STATE OF NEW JERSEY, PLAINTIFF-RESPONDENT,
v.
CRAIG FRANCIS SZEMPLE, A/K/A CRAIG SZEMPLE, DEFENDANT-APPELLANT.



On appeal from the Superior Court of New Jersey, Law Division, Morris County, Indictment No. 91-12-1269.

Per curiam.

NOT FOR PUBLICATION WITHOUT THE APPROVAL OF THE APPELLATE DIVISION

Submitted November 4, 2010

Before Judges R. B. Coleman and J. N. Harris.

Defendant Craig Francis Szemple appeals from a July 27, 2009 order denying his application for post-conviction relief (PCR). We affirm.

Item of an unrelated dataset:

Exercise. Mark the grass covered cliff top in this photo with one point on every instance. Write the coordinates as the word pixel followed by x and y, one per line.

In July 1994, defendant was found guilty by jury of first-degree murder under N.J.S.A. 2A:113-1 and N.J.S.A. 2A:113-2.*fn1 He was sentenced to life imprisonment and later sentenced to a consecutive term of life imprisonment pursuant to a Hudson County indictment for murder. A detailed recitation of the facts in this case is set forth in our opinion of September 19, 1997. State v. Szemple, No. A-0696-94 (App. Div. Sep. 19, 1997) (slip op. at 2).

Briefly, in 1975 sixteen-year-old high school student Nicholas Mirov worked part-time at the pharmacy owned and operated by defendant's family. Mirov delivered medical and surgical supplies with the then eighteen-year-old defendant. On July 19, 1975, Mirov disappeared after he was dropped off for work at the pharmacy by his father. Later that summer, defendant admitted to his brother that he shot Mirov because defendant owed him too much money and did not plan to pay him back. Four months later, Mirov's body was found in a wooded area off the highway near Mount Olive. The body remained unidentified until defendant's brother divulged information about the murder when he was questioned in 1991 by police concerning an unrelated homicide in Warren County.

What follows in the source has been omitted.